You can escape corporate America (Easy Rider), or try to redeem it (Mark Zuckerberg’s 2017 apology tour). You can praise Iowa (Kerouac: “the prettiest girls in the world live in Des Moines”) or be honest (Bill Bryson: “I come from Des Moines. Somebody had to”).

Everything can happen on the road – because, as Kerouac wrote, the road is life. Over the past century, the road has been carved into American life through literature, politics and geography.

Electric dream

In October, it’ll be 50 years since Kerouac died, alcoholic and miserable, but his legacy remains the romantic vision of endless driving. There is, however, a complication. The cars of the future are electric. Electric vehicles rely on planning and recharging. Road trips rely on spontaneity and distance. Kerouac never worried about running out of gas. (He worried about running out of money for gas, which is different.)

Can you criss-cross America without gasoline? Technically, yes. Tesla, which dominates the US’s electric car market, has built a network of 1,533 Supercharger stations, where you can recharge a vehicle within an hour. It says that you can drive from New York to San Francisco with 21 strategically timed recharges.

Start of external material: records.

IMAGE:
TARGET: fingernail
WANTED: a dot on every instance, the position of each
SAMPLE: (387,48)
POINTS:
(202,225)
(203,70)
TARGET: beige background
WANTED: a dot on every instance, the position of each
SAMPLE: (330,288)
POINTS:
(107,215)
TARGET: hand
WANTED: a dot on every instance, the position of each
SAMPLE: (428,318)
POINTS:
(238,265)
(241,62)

But America has 100 filling stations for every Tesla station. An online calculator tells me that I could drive a Honda Civic from New York to San Francisco with a mere five filling stops.

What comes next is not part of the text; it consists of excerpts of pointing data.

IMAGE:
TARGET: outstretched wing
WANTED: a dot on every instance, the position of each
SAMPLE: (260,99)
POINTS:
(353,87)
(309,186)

Electric vehicles’ added hassle remains a major turn-off for many potential car buyers. “It’s called range anxiety, and yes you do have it. ‘Am I going to get there?’” I was told by one Tesla enthusiast, who had nonetheless managed 13,000 miles in four months.

Fragile future

Partly as a result, the Tesla revolution is fragile. Elon Musk’s company is lossmaking again, even though it mostly sells expensive cars to rich US buyers. Musk’s plan was to inspire other carmakers to go electric; some, like Jaguar, are only now testing the market seriously. The jury is out.

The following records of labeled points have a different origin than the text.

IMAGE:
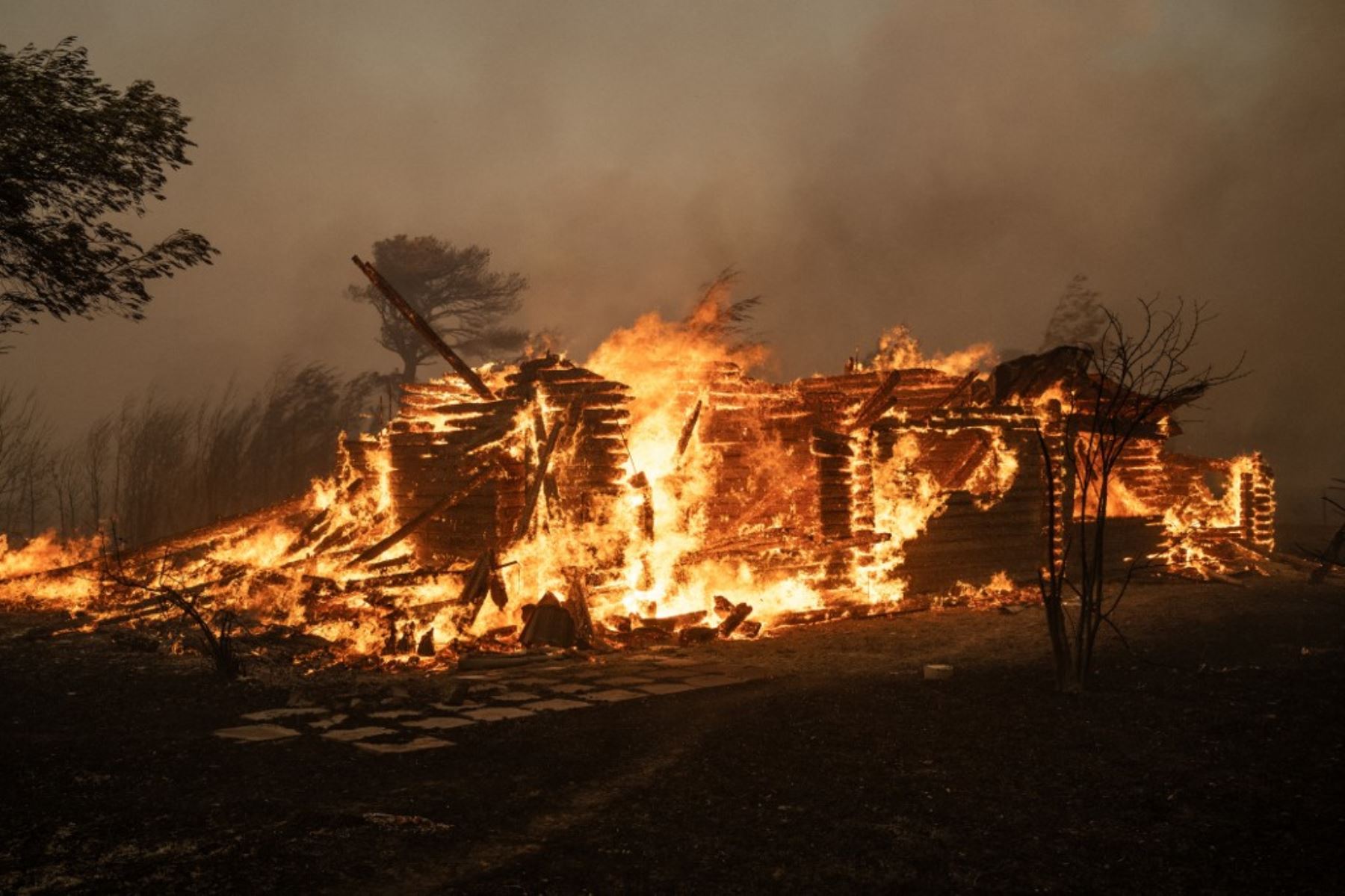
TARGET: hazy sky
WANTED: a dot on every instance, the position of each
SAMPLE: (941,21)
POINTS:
(942,164)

Even California, home of the electric car, is struggling to meet its target of five million zero-emission vehicles on the road by 2030. Los Angeles is almost certain to miss its goal of 80 per cent electric or zero-emission vehicles by 2035; such cars currently account for just 1.4 per cent of the market, and existing combustion-engine cars now have an average lifespan of more than 11 years.

For me, there is a personal motivation to seeing electric cars take off. Living in London, I have never felt the need to own a car. But living temporarily in San Francisco, I quickly found myself running out of better options. Journeys often took twice as long by public transport – if they were even possible. The proposed high-speed train between San Francisco and Los Angeles has been downsized. In some places, Uber and Lyft are replacing buses and trains. After a night out, my acquaintances seemed to think drink-driving was less eccentric than walking home.

Millennials are just as keen on buying cars as previous generations, once you control for demographics and economic factors, a recent academic paper found. The endless hum of traffic beneath my apartment window was the soundtrack of climate catastrophe. Transportation accounts for nearly 30 per cent of the US’s greenhouse gas emissions. As oil prices have gone down, car use has gone up. Electric cars promised that even I – a climate-worrier – could find a place on the road.

On the road

We are going to Reno, Nevada. Mainly out of curiosity. The city is often described as a poor man’s Las Vegas – smaller and seedier. It likes to call itself the Biggest Little City in the World, which strikes me as the Most Meaningless Meaningful Slogan in the Solar System.

“Reno is the worst place I’ve ever been,” says my colleague Yui. Five minutes later, he agrees to come. His two young kids are in too, plus a photographer. That means there’s no room for another colleague who also fancies the trip. An investment banker would call this outing significantly oversubscribed.

We hire a Tesla Model 3 on a peer-to-peer car hiring website. On pick-up, the car immediately suggests that we install a 25-minute software update. What is this – the car of the future, or a four-wheeled version of Adobe Acrobat? Even the glovebox is operated from the touchscreen.

The Model 3 is the most basic Tesla, though prices start at the far-from-basic $40,000. The long-range version can travel up to 310 miles, but charging it fully shortens the battery life.

My dashboard says we have charge for 244 miles. I pick up Jason the photographer, Yui and the kids nearby, and somehow we are down to 238. This still should be OK, I think. Reno – via picturesque Nevada City – is about 230 miles away. If things get tight, we can recharge at Truckee, 30 miles nearer.